Мне хотелось только одного: скорее попасть в палату, лечь и забыть эти осмотры и обсуждения.
Я добрался до палаты и лег. Старик лежал отвернувшись к стене и, по-видимому, спал. И вдруг я услышал, что он плачет. Он плакал всхлипывая и шмыгая носом, как мальчишка.
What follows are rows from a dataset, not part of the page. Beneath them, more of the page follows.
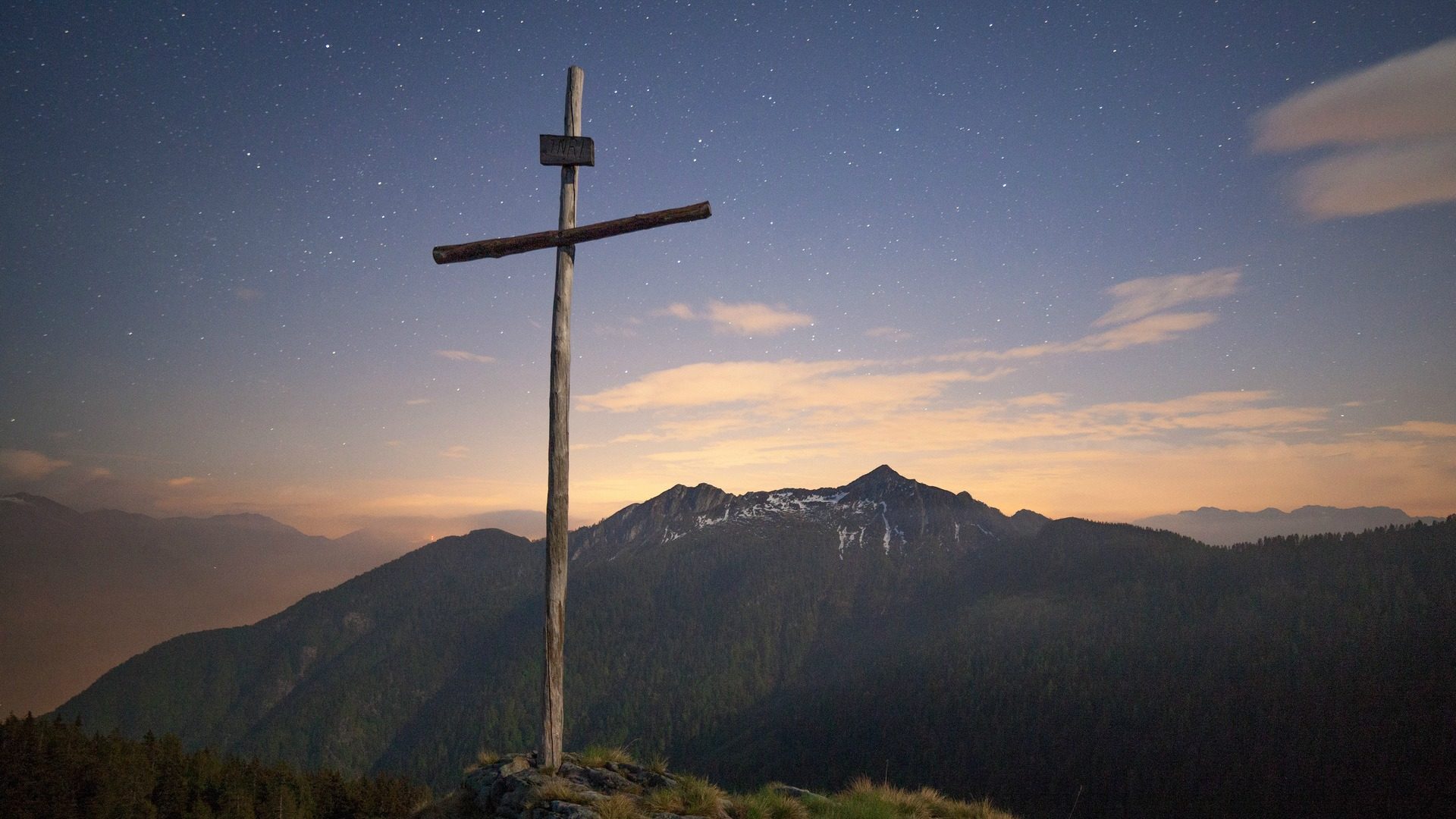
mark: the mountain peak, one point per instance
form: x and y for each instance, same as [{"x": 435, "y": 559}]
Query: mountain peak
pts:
[{"x": 880, "y": 477}]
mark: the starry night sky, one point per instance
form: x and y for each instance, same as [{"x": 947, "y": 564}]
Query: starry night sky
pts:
[{"x": 1104, "y": 260}]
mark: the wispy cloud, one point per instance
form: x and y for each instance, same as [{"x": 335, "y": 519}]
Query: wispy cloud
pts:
[
  {"x": 892, "y": 333},
  {"x": 1379, "y": 180},
  {"x": 1404, "y": 111},
  {"x": 743, "y": 318},
  {"x": 30, "y": 465},
  {"x": 785, "y": 385},
  {"x": 465, "y": 356},
  {"x": 1424, "y": 428},
  {"x": 1141, "y": 297},
  {"x": 1134, "y": 318}
]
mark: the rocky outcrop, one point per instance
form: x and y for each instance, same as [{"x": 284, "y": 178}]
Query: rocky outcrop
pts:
[{"x": 514, "y": 787}]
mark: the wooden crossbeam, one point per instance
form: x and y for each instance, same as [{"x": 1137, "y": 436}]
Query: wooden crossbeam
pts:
[{"x": 497, "y": 248}]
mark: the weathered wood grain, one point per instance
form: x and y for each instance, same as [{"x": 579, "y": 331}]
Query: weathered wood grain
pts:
[
  {"x": 568, "y": 150},
  {"x": 497, "y": 248},
  {"x": 558, "y": 449}
]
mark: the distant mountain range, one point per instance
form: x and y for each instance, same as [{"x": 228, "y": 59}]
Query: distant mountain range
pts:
[
  {"x": 1226, "y": 526},
  {"x": 884, "y": 627},
  {"x": 82, "y": 592}
]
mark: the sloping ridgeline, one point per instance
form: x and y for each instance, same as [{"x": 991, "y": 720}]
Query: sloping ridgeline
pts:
[{"x": 883, "y": 627}]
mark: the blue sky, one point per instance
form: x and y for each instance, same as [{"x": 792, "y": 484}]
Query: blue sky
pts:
[{"x": 1106, "y": 260}]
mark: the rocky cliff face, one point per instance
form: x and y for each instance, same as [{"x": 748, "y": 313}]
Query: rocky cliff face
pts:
[{"x": 878, "y": 510}]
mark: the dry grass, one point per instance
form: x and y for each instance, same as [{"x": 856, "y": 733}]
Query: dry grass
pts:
[
  {"x": 767, "y": 803},
  {"x": 599, "y": 755},
  {"x": 692, "y": 796},
  {"x": 867, "y": 800},
  {"x": 619, "y": 806}
]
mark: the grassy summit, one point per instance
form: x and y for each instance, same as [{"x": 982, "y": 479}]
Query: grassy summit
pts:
[{"x": 606, "y": 783}]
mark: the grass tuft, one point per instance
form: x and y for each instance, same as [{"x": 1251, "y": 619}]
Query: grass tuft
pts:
[
  {"x": 692, "y": 796},
  {"x": 767, "y": 803},
  {"x": 599, "y": 755},
  {"x": 867, "y": 800},
  {"x": 618, "y": 806}
]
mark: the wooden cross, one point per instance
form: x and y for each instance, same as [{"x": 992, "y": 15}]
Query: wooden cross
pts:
[{"x": 568, "y": 150}]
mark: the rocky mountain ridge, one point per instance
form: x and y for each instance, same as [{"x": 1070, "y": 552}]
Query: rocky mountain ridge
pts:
[{"x": 881, "y": 510}]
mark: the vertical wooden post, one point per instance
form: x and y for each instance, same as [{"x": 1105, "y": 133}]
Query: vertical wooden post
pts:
[{"x": 558, "y": 447}]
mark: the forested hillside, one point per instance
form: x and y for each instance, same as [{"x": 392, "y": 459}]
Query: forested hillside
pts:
[
  {"x": 1040, "y": 665},
  {"x": 58, "y": 770}
]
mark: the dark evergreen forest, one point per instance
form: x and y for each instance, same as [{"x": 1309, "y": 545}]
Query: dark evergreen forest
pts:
[
  {"x": 1130, "y": 670},
  {"x": 55, "y": 770}
]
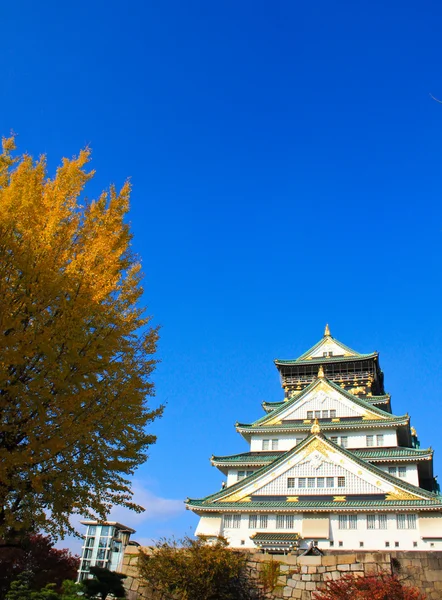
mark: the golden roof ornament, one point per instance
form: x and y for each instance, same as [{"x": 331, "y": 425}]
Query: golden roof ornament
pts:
[{"x": 315, "y": 427}]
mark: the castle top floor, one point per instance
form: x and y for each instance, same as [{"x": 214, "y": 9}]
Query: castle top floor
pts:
[{"x": 357, "y": 373}]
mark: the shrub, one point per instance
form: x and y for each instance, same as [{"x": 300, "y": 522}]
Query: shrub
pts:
[{"x": 370, "y": 587}]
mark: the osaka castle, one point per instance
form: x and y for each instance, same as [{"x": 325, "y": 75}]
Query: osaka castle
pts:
[{"x": 329, "y": 465}]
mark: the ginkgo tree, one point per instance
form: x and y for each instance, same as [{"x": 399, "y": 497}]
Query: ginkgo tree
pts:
[{"x": 76, "y": 348}]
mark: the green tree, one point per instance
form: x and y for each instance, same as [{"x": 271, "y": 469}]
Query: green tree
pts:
[
  {"x": 192, "y": 569},
  {"x": 76, "y": 349},
  {"x": 104, "y": 582}
]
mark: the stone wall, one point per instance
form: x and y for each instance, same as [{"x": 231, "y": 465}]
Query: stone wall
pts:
[{"x": 299, "y": 576}]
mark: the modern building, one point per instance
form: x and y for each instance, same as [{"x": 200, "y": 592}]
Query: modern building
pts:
[
  {"x": 329, "y": 464},
  {"x": 104, "y": 545}
]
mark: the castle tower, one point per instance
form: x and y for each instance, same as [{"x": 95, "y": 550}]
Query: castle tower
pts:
[{"x": 329, "y": 463}]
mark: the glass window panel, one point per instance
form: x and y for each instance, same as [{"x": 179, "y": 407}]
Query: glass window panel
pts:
[
  {"x": 382, "y": 520},
  {"x": 401, "y": 521},
  {"x": 411, "y": 521},
  {"x": 236, "y": 524},
  {"x": 263, "y": 521},
  {"x": 253, "y": 521},
  {"x": 371, "y": 521},
  {"x": 280, "y": 521}
]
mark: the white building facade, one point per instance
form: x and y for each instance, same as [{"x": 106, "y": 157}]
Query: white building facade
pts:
[
  {"x": 329, "y": 464},
  {"x": 103, "y": 546}
]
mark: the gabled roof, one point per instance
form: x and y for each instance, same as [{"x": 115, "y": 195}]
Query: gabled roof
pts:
[
  {"x": 242, "y": 490},
  {"x": 340, "y": 351},
  {"x": 369, "y": 408},
  {"x": 257, "y": 459}
]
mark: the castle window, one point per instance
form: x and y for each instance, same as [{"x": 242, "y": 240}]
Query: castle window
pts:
[
  {"x": 280, "y": 522},
  {"x": 343, "y": 522},
  {"x": 377, "y": 521},
  {"x": 236, "y": 524},
  {"x": 406, "y": 521},
  {"x": 253, "y": 521}
]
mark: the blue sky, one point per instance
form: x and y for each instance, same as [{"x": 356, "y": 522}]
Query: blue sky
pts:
[{"x": 285, "y": 158}]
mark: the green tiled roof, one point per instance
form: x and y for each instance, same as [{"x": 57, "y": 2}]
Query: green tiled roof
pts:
[
  {"x": 325, "y": 426},
  {"x": 293, "y": 401},
  {"x": 263, "y": 470},
  {"x": 260, "y": 458},
  {"x": 393, "y": 453},
  {"x": 316, "y": 505},
  {"x": 323, "y": 359},
  {"x": 275, "y": 537},
  {"x": 318, "y": 344}
]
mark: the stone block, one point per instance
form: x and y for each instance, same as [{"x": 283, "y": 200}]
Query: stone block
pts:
[
  {"x": 310, "y": 560},
  {"x": 346, "y": 558}
]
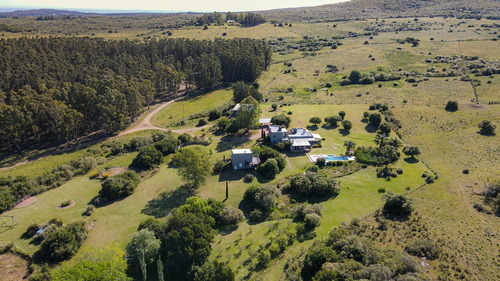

— Николай Иванович, что с вами?
— Выписывают. Я же не доеду, у меня все болит. Говорят, укол сделают на дорогу. Укол четыре часа действует. А мне час до вокзала, четыре часа на электричке, потом два на автобусе до деревни. И сразу дом надо топить, настыл за два месяца, дров надо принести, а я если тяжелое поднимаю, сразу болеть начинает. Говорят, язва. Но боль от язвы через неделю проходит, когда лечить начинают. Сказали бы правду, тебе год жизни остался. У меня кой-какие деньги отложены, нанял бы старуху, чтобы ухаживала, купил бы лекарств, которые обезболивают, у нашего фельдшера только таблетки, они мне не помогают. Вить, сходи к заведующей, она тебе не откажет, может, оставит хотя бы недели на две, пока не потеплеет. Ты же ее знакомый, она тебя по всем врачам сама водит.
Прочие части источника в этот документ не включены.